You’d think that the cancellation of all out-of-the-house events would leave us creative types with long leisurely hours in which to create. The trouble is that fear tends to clog up the creative flow. We’re now three weeks (maybe four?) into self-isolating and the active fear of infection has waned. Logically we still know it is a risk, but the animal portion of our brains has calmed down. It can only stay alarmed for so long with nothing physically happening before it calms and goes back to sleep. For several weeks reading news reports was sufficient to re-activate that fear, now it appears I’m even acclimated to that somewhat. So now events are gone and terror has faded. Also we’re two weeks (three? time has gone very wibbly wobbly of late) into schooling from home. The routines of that have settled in. Mostly the routine is me reminding my son that schoolwork exists, him acknowledging that it does, then him ignoring it for the rest of the day. The point is we’ve fallen into patterns, I should have hours in which to create. But I’m not. Because also removed from my schedule are all of the activities where I get outside my box (house) and percolate new ideas. Any errands I have to run are done as efficiently and infection-free as possible rather than me wandering and thinking as I go.
I’ve seen all the memes. The ones which joke about thinking how creative they’d be if only they had time, only to now discover that time was never the problem. I’ve also seen the ones granting permission to not be creative or productive during a world wide pandemic. Neither of these memes nor a dozen more is what I need at this time. Instead, now that other things have fallen into rhythms, I need to look at the circumstances of my life and figure out how to adjust those rhythms to fit in fiction writing. The odds of any fiction I write ever seeing print are small, but the writing and the publishing are two separate endeavors. I can tackle publishing later. For now I need to figure out how to defend a space for fiction writing to live. Then I need to have patience if that space doesn’t immediately fill up with beautiful prose writing.

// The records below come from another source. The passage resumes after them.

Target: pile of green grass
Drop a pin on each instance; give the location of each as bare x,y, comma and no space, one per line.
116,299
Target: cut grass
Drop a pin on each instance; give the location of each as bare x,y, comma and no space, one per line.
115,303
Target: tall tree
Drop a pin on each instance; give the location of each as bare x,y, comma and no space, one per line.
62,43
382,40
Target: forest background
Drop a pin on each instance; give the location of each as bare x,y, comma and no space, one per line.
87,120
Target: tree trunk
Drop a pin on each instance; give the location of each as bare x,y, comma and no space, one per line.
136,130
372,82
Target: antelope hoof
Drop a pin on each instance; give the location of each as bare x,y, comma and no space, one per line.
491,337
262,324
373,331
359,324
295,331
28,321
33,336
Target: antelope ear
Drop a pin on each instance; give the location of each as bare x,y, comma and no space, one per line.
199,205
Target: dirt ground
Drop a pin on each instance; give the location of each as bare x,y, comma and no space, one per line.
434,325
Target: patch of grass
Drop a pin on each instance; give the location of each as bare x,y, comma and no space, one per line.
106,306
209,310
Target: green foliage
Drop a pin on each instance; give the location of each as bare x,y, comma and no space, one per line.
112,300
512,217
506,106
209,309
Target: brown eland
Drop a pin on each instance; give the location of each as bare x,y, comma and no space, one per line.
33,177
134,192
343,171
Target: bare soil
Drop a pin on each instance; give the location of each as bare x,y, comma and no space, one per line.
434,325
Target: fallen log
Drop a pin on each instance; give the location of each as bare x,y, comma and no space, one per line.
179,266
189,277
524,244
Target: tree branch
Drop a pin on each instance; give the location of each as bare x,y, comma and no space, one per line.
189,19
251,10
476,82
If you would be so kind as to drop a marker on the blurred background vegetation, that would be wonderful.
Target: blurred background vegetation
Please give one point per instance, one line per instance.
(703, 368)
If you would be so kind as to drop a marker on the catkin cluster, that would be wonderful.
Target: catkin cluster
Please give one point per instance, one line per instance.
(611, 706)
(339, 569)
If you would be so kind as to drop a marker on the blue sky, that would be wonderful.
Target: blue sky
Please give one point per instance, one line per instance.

This is a “if you build it they will come” moment. Once my creative brain trusts that the space will be there, it will learn to show up.
In one of my presentations I talk about willpower being a limited resource, and trying to build a creative life comes easier if you require as little willpower as possible to keep it running. What I’ve described in the last paragraph sounds like a space made out of force of will. And it is. I think that is where I have to start, but I also need to be seeking ways to build the creative space so that the rhythms of our lives just naturally flow around that space, leaving it open. It is an interesting challenge, and the first step is figuring out how to get my brain to want to engage with an interesting challenge instead of just hibernating watching Netflix and waiting for the pandemic to be over.